Marizka Coetzer
Journalist
2 minute read
11 May 2021
12:51 pm

Boeremag parole: ‘Nothing special’ about hush-hush release

Marizka Coetzer

The Department says the two have served their time, while a political analyst says the country has bigger problems than two aged terrorists.

Members of the Boeremag at the North Gauteng High Court on October 29, 2013, in Pretoria, South Africa. The members of the Boeremag were convicted of high treason and given jail terms between 5 and 30 years. (Photo by Gallo Images / Foto24 / Theana Breugem)

There is nothing special about the hush-hush release of two of the members of the white supremacist terrorist group, the Boeremag last year.

The bomb maker Kobus Pretorius and his father, Dr Lets Pretorius were released last year, after being sentenced in October 2013 following a decade-long trail.

The Boeremag was accused of planting various bombs, and conspiring to plant more, in a campaign to destabilise the country by attempting to bring about a race war in 2002.

The group’s plans included blowing up several targets, the premeditated murder of then-president Nelson Mandela with a land mine, and the creation of chaos and bloodshed throughout the country.

In 2013 Judge Eben Jordaan sentenced the two brothers Wilhelm, and Johan Pretorius and to 25 years’ effective imprisonment, and their father to 20 years’ effective imprisonment for their role in a right-wing coup plot to overthrow the African National Congress (ANC) government.

Younger brother Kobus confessed to his role as a master bomb maker, and apologised for what he did after turning his back on his family, but still earned himself a 20 years sentence.

PRETORIA, SOUTH AFRICA – OCTOBER 29: Kobus Pretorius at the North Gauteng High Court on October 29, 2013, in Pretoria, South Africa.
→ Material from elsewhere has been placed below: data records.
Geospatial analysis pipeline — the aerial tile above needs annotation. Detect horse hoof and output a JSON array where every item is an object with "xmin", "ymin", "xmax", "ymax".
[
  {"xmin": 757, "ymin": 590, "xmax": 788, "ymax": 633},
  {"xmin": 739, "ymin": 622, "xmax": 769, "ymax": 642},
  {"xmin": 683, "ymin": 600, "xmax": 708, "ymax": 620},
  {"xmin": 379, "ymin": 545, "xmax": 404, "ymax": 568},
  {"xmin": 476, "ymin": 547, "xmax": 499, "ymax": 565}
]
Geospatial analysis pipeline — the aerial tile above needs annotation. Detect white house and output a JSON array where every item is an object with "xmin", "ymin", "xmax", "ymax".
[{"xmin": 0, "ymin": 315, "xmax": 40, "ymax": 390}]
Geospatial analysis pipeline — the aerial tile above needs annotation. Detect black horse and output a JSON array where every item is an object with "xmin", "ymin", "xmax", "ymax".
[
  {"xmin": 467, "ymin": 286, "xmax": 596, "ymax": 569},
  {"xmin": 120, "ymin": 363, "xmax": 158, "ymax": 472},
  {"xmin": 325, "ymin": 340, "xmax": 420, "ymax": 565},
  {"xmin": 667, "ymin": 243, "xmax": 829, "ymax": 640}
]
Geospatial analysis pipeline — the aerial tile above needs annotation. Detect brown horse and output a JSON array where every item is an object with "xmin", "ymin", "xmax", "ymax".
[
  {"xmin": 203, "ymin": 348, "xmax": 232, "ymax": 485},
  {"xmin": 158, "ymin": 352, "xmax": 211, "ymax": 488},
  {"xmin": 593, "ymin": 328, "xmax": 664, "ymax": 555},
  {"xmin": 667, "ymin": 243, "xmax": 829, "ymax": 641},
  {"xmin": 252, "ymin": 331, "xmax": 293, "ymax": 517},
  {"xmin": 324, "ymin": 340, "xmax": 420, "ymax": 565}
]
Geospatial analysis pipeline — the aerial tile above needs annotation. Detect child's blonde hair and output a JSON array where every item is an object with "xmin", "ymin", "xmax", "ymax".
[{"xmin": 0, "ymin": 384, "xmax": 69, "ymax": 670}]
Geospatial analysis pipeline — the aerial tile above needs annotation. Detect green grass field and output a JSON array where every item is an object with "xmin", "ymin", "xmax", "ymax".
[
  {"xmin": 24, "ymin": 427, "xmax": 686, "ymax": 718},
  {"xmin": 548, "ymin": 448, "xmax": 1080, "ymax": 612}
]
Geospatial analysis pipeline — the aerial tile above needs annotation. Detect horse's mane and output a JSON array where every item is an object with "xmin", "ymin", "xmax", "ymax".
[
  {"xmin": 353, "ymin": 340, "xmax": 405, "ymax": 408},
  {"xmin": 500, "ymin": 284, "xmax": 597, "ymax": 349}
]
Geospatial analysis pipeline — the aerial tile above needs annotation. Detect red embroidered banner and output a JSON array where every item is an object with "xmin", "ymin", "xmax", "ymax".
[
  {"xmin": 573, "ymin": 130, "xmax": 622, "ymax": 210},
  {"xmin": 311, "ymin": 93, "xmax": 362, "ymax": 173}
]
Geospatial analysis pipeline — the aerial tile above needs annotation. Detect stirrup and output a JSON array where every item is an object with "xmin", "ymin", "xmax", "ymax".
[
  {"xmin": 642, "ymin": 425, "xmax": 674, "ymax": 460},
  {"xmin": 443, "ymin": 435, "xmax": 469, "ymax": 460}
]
The members of the Boeremag were convicted of high treason and given jail terms between 5 and 30 years. (Photo by Gallo Images / Foto24 / Brendaon Croft)

‘Nothing special’

Singabakho Nxumalo, spokesperson for the Department of Correctional Services, said there is nothing special about the release of the two Boeremag members.

Nxumalo did not want to disclose when the duo was released last year. He said like all the other inmates, an internal parole process was followed.

“When they are due for parole consideration the parole board decides the placement of the inmate,” Nxumalo explained.

Nxumalo added there is nothing special in this release.

“They were due for consideration of parole at the right time and considered for placement,” Nxumalo said.

Little harm

Political analyst Ralph Mathekga also said he does not see what harm the released members could cause.“They have aged and I don’t see any concerns,” Mathekga said.

He added that it is a waste to keep older inmates who have served their time and shown accountability in jail.

“What purpose does it serve keeping them inside when they can be intertemporal,” Mathekga said.

He said like many things from the past the release of these two Boeremag members is perhaps one of those things that everybody would just like to move away from.

“I would imagine South Africans have much greater challenges,” concluded.